= Rebecca Barthelmie =

Wind energy scholar

Rebecca Jane Barthelmie is an atmospheric scientist and scholar of wind energy, including the effects of climate change on wind energy, estimation of the power production of wind farms, and the wakes created downwind from wind turbines. She has been called "the recognized expert on British offshore wind farms". Educated in England, she has worked in Denmark, Scotland, and the US, where she is a Croll Fellow and professor in the Sibley School of Mechanical and Aerospace Engineering at Cornell University.

==Education and career==
Barthelmie has a Ph.D. from the University of East Anglia, where she was affiliated with the Climatic Research Unit from 1985 to 1992. After working for the Risø National Laboratory in Denmark (which later became incorporated into the Technical University of Denmark) she moved to the University of Edinburgh in Scotland as a professor of engineering in 2006.

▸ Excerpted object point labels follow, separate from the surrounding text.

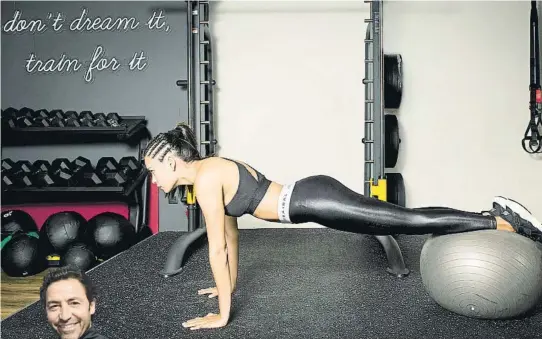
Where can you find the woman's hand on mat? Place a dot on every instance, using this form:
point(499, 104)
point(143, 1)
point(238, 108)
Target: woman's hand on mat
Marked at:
point(212, 291)
point(211, 320)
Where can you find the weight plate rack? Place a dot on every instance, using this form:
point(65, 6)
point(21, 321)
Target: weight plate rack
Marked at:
point(127, 129)
point(199, 87)
point(374, 140)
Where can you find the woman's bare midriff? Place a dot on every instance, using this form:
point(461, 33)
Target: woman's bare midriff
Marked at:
point(268, 207)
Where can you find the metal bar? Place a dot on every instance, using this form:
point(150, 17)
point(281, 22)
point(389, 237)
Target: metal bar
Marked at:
point(378, 107)
point(189, 63)
point(368, 139)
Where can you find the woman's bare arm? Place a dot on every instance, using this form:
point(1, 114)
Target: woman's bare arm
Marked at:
point(208, 188)
point(232, 242)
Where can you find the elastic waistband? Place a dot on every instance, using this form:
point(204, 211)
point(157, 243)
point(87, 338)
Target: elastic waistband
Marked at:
point(284, 203)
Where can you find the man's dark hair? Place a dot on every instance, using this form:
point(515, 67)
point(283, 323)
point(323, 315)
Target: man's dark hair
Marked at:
point(64, 273)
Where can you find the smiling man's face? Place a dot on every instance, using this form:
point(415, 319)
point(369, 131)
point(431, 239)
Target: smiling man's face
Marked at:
point(69, 311)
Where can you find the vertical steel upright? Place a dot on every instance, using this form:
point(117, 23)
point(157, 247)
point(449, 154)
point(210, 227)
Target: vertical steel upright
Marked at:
point(374, 139)
point(200, 118)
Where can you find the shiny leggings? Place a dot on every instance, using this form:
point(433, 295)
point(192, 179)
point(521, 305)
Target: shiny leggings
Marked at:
point(324, 200)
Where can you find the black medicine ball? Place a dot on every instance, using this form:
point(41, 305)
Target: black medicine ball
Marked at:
point(17, 221)
point(61, 230)
point(78, 255)
point(21, 255)
point(109, 234)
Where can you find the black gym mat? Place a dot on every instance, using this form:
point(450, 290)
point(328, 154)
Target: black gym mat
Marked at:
point(293, 283)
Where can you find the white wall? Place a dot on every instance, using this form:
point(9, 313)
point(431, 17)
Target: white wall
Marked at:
point(290, 96)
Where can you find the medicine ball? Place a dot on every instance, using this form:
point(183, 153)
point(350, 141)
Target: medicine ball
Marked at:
point(21, 255)
point(17, 221)
point(109, 234)
point(60, 230)
point(78, 255)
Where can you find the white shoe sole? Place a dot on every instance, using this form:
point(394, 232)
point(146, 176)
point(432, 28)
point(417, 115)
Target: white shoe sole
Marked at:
point(519, 209)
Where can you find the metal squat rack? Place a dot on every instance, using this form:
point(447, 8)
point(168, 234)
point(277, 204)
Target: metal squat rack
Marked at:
point(374, 139)
point(199, 87)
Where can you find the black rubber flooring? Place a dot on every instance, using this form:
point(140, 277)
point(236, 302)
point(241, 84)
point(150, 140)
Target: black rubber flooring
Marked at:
point(293, 283)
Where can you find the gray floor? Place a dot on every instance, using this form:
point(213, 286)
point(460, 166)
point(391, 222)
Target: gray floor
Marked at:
point(293, 283)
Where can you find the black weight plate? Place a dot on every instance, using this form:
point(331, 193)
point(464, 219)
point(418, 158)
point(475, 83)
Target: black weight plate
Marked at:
point(396, 189)
point(391, 140)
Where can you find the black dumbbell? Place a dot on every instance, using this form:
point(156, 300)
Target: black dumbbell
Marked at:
point(113, 119)
point(100, 119)
point(41, 122)
point(57, 113)
point(20, 122)
point(7, 116)
point(110, 172)
point(130, 166)
point(41, 113)
point(83, 173)
point(8, 164)
point(41, 175)
point(26, 112)
point(57, 122)
point(62, 172)
point(19, 176)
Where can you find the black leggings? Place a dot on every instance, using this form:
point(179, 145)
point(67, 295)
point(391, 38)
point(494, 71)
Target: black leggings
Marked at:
point(326, 201)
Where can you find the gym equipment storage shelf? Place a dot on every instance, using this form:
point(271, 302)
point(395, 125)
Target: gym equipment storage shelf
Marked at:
point(130, 128)
point(27, 195)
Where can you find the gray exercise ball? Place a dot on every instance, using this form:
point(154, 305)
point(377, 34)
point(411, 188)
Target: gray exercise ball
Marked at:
point(483, 274)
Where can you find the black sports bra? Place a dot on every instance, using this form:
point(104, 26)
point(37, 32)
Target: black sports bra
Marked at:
point(250, 192)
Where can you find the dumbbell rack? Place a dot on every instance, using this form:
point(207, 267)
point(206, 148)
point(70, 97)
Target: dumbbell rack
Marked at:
point(132, 127)
point(132, 130)
point(201, 118)
point(374, 125)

She became a professor of atmospheric science and sustainability at Indiana University Bloomington in the US before moving in 2014 to her present position at Cornell University. She was Otto Mønsted Guest Professor at the Technical University of Denmark in 2015, and a Fulbright Scholar there in 2018; she continues to hold an honorary professorship at the university.

She is a former co-editor-in-chief of the journal Wind Energy.

==Recognition==
Barthelmie was the 2009 recipient of the Academy Scientific Award of the European Wind Energy Academy.